The print and digital facets of Nylon are like two characters in Everybody (Else), like jealous sisters vying for the most attention from higher-ups. Both sides behold the tenuous tradition of women’s fashion journalism at the same time they paddle forward and embrace new trends. Korn’s career stays on the digital side, but she said she wished she had spent more time investing in relationships with Nylon’s print team before the print staff was laid off and the publication was folded in 2017.

Ultimately, digital wins, and it’s this move that earns her the role of editor-in-chief at age 26. But the story of her promotion, how silently it happened, reveals an even quieter truth about women’s media today: the whims of male CEOs who can change lives in an instant.

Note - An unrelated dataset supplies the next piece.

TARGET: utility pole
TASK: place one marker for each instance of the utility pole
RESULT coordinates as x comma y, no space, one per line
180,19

Korn also makes a point of writing about her salary from her first job at Refinery29 to her editor achievement at Nylon. She said she’s received “mixed reviews” on her chapters about an under-30 woman already making six figures asking for more money. But Korn said she wished she could channel her “ballsy” self who wouldn’t let her work be cheap.

“I think this is something that happens to young women a lot in media,” Korn said. “We’re totally taken advantage of, because we're young, and people look at us and they see a bargain. They see someone who's going to work really hard for not a lot of money, and that just leads people to burn out and leave.”

The theme of love in Everybody (Else) is dominant, from self-love to loss of love to love for what one does at work — and the ways that love can be distorted to a point of abuse. Korn said that her job at Nylon was “metaphorically not that different” from some of her most abusive relationships. Staying at the magazine was in part a result of of not understanding what she deserved. A number of heartbreaks foreshadow her ultimate break-up with Nylon: Korn receiving her anorexia diagnosis, the end of a serious post-college relationship, and her loss of a grandparent. But the reader has watched Korn get back up from each of these setbacks and grow, so that by the time she decides to leave Nylon, they don’t doubt her ability to overcome the loss.

Korn said the writing process brought her out of the devastation of leaving the job and revealed positive parts of the transition: “The process of writing the book ended up really being the processing of the experience.”